17. MISCELLANEOUS.                                                                                       

a. This Agreement constitutes the entire agreement between WebBooks Software and You, and expressly supersedes any prior or contemporaneous written or oral agreements between the parties regarding the subject matter hereof, including without limitation any unilateral offer, purchase order or other similar instrument in writing. This Agreement may not be amended, altered or changed except by a written agreement signed by both parties.

b. In the event that any court having jurisdiction shall determine that any provision contained in this Agreement is unreasonable or unenforceable in any respect, then such provision shall be deemed limited to the extent that such court deems it reasonable and enforceable, and as so limited shall remain in full force and effect. In the event that such court shall deem any such provision wholly unenforceable, the remaining provisions of this Agreement shall nevertheless remain in full force and effect.

c. Your rights in this Agreement are personal and are not assignable. WebBooks Software may assign its rights and obligations under this Agreement to third parties.

d. This Agreement will be governed by and construed in accordance with the laws of the State of South Australia, excluding (i) its principles of conflict laws; (ii) the United Nations Convention on Contracts for the International Sale of Goods; (iii) the 1974 Convention on the Limitation Period in the International Sale of Goods; (iv) the Protocol amending the 1874 Convention, done at Vienna April 11, 1980; and (v) the Uniform Computer Information Transactions Act (UCITA). To the fullest extent permitted by law and consistent with valid entry into a binding agreement, the controlling language of this Agreement is English and any translation you have received has been provided solely for your convenience. In the event You have entered into this Agreement by means of the display of a translated version of this Agreement in a language other than English, You may request a English language version of this Agreement by notice to WebBooks Software. To the fullest extent permitted by law, all correspondence and communication between You and WebBooks Software under this Agreement must be in the English language.

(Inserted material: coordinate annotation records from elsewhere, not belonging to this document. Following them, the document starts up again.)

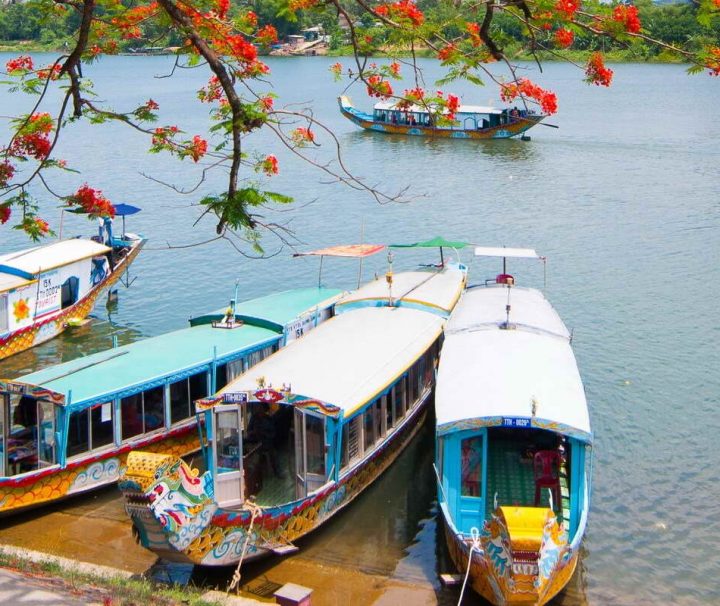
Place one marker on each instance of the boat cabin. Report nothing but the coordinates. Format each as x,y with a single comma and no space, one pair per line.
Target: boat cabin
317,411
110,402
512,422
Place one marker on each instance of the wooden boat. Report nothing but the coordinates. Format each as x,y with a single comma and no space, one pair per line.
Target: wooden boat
471,121
338,405
513,442
68,428
46,288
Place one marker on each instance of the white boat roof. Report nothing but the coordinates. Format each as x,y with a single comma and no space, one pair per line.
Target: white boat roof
498,251
43,258
349,359
463,109
488,374
439,289
484,307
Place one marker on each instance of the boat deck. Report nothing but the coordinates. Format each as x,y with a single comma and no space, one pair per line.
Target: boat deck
510,475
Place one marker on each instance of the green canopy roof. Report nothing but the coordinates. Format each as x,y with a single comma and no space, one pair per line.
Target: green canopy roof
437,241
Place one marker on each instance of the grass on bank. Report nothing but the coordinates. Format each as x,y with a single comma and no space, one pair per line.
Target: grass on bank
115,591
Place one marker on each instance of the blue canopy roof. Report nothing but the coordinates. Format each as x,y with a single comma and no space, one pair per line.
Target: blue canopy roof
123,370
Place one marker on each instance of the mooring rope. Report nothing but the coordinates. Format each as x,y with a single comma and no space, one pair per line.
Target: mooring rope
475,537
256,510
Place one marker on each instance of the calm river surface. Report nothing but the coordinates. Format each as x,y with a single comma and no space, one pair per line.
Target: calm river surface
623,198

e. The parties agree that any claim, controversy or dispute arising out of or relating to this Agreement shall be settled by final and binding arbitration to be conducted by an arbitration tribunal in Adelaide, South Australia, and the decision of the arbitrator(s) shall be binding; provided that WebBooks Software may bring or defend an action: (i) involving allegations of personal injury to a third party; or (ii) for injunctive or other equitable or extraordinary relief, in a court of law.

f. The remedies provided in this Agreement and otherwise at law or in equity are cumulative and not exclusive. The failure by either party to exercise any right or remedy under this Agreement or otherwise available at law or in equity will not be deemed a waiver of any subsequent right or remedy.

g. No person or entity who is not a party to this Agreement shall derive any rights whatsoever hereunder as a third party beneficiary of this Agreement.

18. ACCEPTANCE.                                                                                               

You acknowledge that You have read the terms and conditions of this Agreement and hereby agree to be bound by the terms hereof. Your acknowledgement of this Agreement will also serves as acknowledgement and agreement to be bound by the terms enumerated in Section 3 (Fees and Charges) of this Agreement regarding Fees, such Fees having been made known and agreed upon prior to the acceptance of this Agreement. This Agreement will become effective upon Your acceptance by electronic acknowledgment on the Web Services Web site. Each time You log into the Web Services, You are reaffirming continued acceptance of this Agreement and the Fees.